Le 13e Open GDF Suez des Contamines-Montjoie a sacré la Polonaise Patrycja Sanduska, victorieuse de la Croate Nika Ozegovic. Devant un parterre de VIP (Jo-Wilfried Tsonga, Cédric Pioline, Patrice Dominguez, la skieuse Marie Marchand-Arvier), l’Open GDF Suez des Contamines-Montjoie a sacré la Polonaise Patrycja Sanduska.

FLUIDITE. Issue des qualifications, la 665e joueuse mondiale, a accumulé les matchs accrochés, s’imposant jeu décisif du troisième set lors de ses deux premiers tours. Paradoxalement sa finale remportée (6/4, 6/0 en 1h06) face à la Croate Nika Ozegovic fut plus aisée. "Après des demi-finales très serrées, la plus fraîche s’est imposée, souligne Jean-Christophe Dominguez, le directeur du tournoi. Sanduska est très fluide dans ses gestes, joue juste et possède un moral d’enfer. Il lui manque peut-être un coup fort pour viser le très haut niveau. En plus, elle est très jolie et parle Français puisqu’elle est licenciée à l’US Orléans."

Cette grande (1,85m) frappeuse de fond de court, âgée de 22 ans, devrait donc faire parler d’elle. Battue en finale, Nika Ozegovic semble également repartie du bon pied après une blessure. Mais la Croate qui fut 131e mondiale en juillet 2007 manque encore de coffre pour enchaîner les rencontres. "C’était potentiellement la meilleure joueuse du tournoi. Elle sait exploiter les occasions de rentrer dans le terrain afin d’agresser son adversaire", indique Jean-Christophe Dominguez.

REGIONALES DE L'ETAPE. Dans les rangs tricolores, peu de satisfactions sont à relever. Sauf pour Anaïs Laurendon, tombeuse de Claire Feuerstein (tête de série n°2) dès le premier tour, et Violette Huck, toutes deux quart de finalistes. En revanche, Florence Haring et Feuerstein, les régionales de l’étape, ont déçu. Parmi les révélations, on citera l’Italienne Federica Di Sarra (19 ans, 430e), demi-finaliste après avoir eu une balle de match contre Sanduska. Son attitude bagarreuse, son jeu de défense et son petit gabarit font penser à Sarah Pitkowski.

Disputé dans le somptueux cadre du Parc de loisirs du Pontet, sur des courts extérieurs en dur, le tournoi a fait le plein.
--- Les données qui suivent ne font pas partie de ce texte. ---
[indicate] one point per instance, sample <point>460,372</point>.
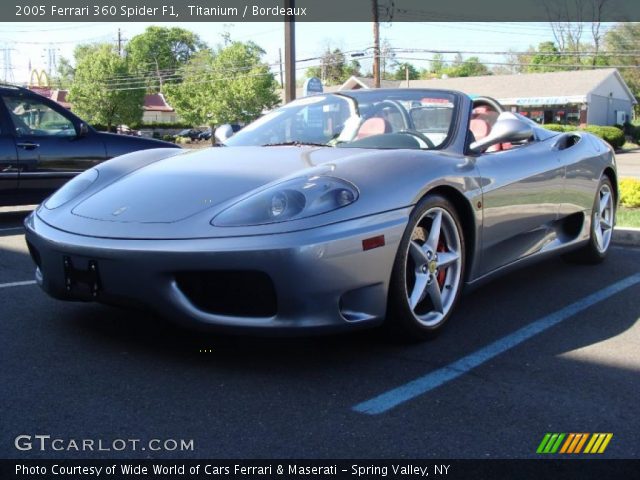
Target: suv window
<point>32,117</point>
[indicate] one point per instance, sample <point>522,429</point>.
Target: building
<point>155,108</point>
<point>598,97</point>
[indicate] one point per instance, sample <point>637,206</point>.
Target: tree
<point>568,20</point>
<point>620,44</point>
<point>471,67</point>
<point>403,68</point>
<point>64,74</point>
<point>95,95</point>
<point>438,64</point>
<point>231,85</point>
<point>159,52</point>
<point>334,69</point>
<point>547,58</point>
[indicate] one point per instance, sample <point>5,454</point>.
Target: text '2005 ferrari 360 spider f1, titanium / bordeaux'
<point>335,210</point>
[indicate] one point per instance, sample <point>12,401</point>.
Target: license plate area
<point>81,276</point>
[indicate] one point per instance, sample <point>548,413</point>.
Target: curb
<point>626,236</point>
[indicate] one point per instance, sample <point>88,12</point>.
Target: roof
<point>156,102</point>
<point>575,83</point>
<point>60,96</point>
<point>366,82</point>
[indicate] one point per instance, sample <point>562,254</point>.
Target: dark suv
<point>42,145</point>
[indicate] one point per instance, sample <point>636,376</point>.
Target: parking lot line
<point>17,284</point>
<point>399,395</point>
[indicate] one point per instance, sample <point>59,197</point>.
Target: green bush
<point>612,135</point>
<point>633,131</point>
<point>151,125</point>
<point>630,192</point>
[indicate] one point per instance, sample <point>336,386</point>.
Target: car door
<point>8,162</point>
<point>51,146</point>
<point>523,188</point>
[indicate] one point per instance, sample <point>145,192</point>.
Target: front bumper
<point>322,277</point>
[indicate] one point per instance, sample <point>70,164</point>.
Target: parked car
<point>338,211</point>
<point>190,133</point>
<point>43,145</point>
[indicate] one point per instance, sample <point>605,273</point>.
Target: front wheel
<point>602,221</point>
<point>428,272</point>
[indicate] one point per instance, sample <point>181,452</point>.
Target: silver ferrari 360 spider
<point>335,210</point>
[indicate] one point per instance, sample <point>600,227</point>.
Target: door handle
<point>28,145</point>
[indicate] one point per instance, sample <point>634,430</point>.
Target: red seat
<point>479,127</point>
<point>373,126</point>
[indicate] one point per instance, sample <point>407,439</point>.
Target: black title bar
<point>326,469</point>
<point>316,11</point>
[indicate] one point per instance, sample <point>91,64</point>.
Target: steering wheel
<point>419,136</point>
<point>399,108</point>
<point>487,102</point>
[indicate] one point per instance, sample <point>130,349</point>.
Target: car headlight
<point>72,189</point>
<point>290,200</point>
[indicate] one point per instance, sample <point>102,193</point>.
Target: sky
<point>29,43</point>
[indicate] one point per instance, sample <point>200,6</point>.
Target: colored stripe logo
<point>573,443</point>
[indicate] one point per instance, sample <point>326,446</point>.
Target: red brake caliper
<point>442,274</point>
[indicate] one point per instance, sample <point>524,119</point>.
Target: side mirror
<point>83,130</point>
<point>223,133</point>
<point>508,128</point>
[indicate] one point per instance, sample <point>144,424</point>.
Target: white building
<point>597,97</point>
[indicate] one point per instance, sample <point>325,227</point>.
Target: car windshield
<point>368,119</point>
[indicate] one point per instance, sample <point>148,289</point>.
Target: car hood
<point>176,197</point>
<point>183,185</point>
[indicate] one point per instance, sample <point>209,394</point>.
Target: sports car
<point>349,209</point>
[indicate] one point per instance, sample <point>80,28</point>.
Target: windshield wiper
<point>295,144</point>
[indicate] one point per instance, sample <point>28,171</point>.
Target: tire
<point>603,217</point>
<point>428,272</point>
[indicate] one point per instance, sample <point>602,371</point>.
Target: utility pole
<point>290,53</point>
<point>280,65</point>
<point>7,66</point>
<point>52,62</point>
<point>376,44</point>
<point>158,73</point>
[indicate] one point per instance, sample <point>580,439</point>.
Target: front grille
<point>232,293</point>
<point>35,255</point>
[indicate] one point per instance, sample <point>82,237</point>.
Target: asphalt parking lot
<point>73,370</point>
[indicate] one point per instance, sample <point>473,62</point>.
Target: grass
<point>628,217</point>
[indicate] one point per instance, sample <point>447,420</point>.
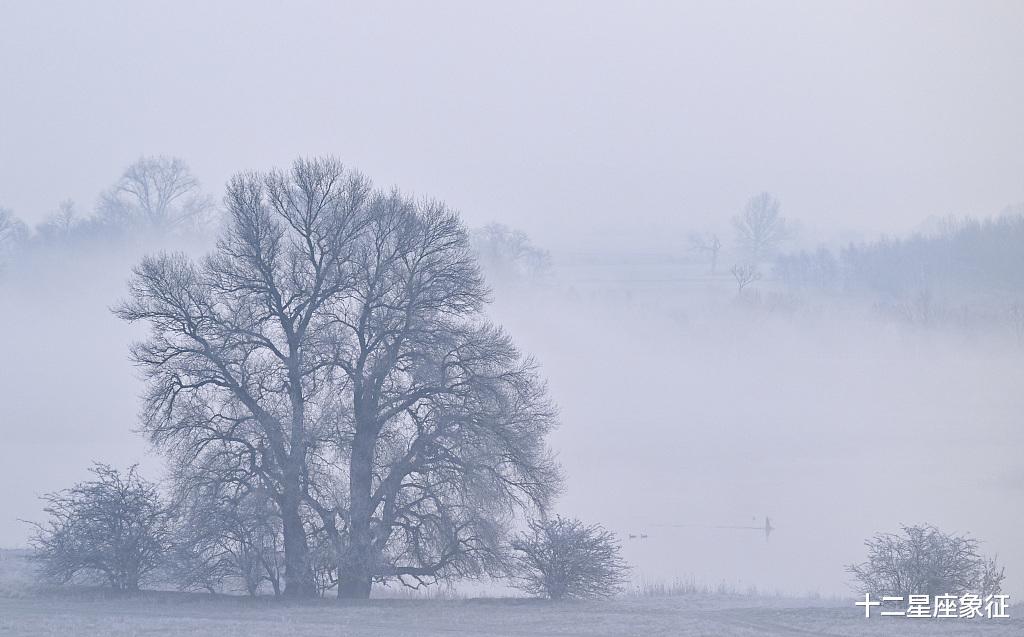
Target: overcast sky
<point>607,118</point>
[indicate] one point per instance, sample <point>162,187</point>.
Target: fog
<point>608,134</point>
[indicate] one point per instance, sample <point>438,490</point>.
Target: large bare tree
<point>238,365</point>
<point>333,353</point>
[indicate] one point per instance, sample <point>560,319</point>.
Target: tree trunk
<point>298,576</point>
<point>355,574</point>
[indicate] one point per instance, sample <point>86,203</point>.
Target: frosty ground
<point>89,613</point>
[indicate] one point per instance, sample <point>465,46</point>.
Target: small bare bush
<point>923,560</point>
<point>113,528</point>
<point>562,558</point>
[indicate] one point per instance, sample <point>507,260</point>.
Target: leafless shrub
<point>562,558</point>
<point>113,528</point>
<point>923,560</point>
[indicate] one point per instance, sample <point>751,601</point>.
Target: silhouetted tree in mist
<point>760,229</point>
<point>114,528</point>
<point>333,352</point>
<point>563,558</point>
<point>923,560</point>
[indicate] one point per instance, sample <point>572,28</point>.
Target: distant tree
<point>12,234</point>
<point>114,528</point>
<point>1015,313</point>
<point>157,195</point>
<point>563,558</point>
<point>923,560</point>
<point>60,225</point>
<point>508,255</point>
<point>760,228</point>
<point>744,275</point>
<point>709,245</point>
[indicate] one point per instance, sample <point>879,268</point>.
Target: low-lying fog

Avec près de 1200 spectateurs pour la finale. "Certaines filles n’avaient jamais joué devant autant de monde pour un tournoi de cette catégorie. Mais comme nous sommes dans un endroit très fréquenté, sur un axe de sentier de randonnée et que l’accès est gratuit, nous n’avons pas de problème d’affluence", se réjouit Jean-Christophe Dominguez.

BAIGNADE ET PARAPENTE. L’autre point fort de cet Open réside dans l’accueil des joueuses. En dehors des rencontres, tout est fait pour que ces jeunes femmes se sentent en vacances et profitent de la montagne. Elles ont ainsi pu se baigner dans un lac, faire des parties de mini-golf, du parapente, un parcours aventure ou une excursion en moyenne montagne avec un guide. Emballant sur le plan sportif, le tournoi parvient également à s’en sortir financièrement malgré un contexte difficile. "Nous maintenons notre budget grâce à GDF-Suez. Parallèlement, on perd des partenaires alors que d’autres nous ont rejoints, analyse Jean-Christophe Dominguez. Mais nous ne pouvons aller plus haut, d’autant n’avons pas les infrastructures hôtelières nécessaires."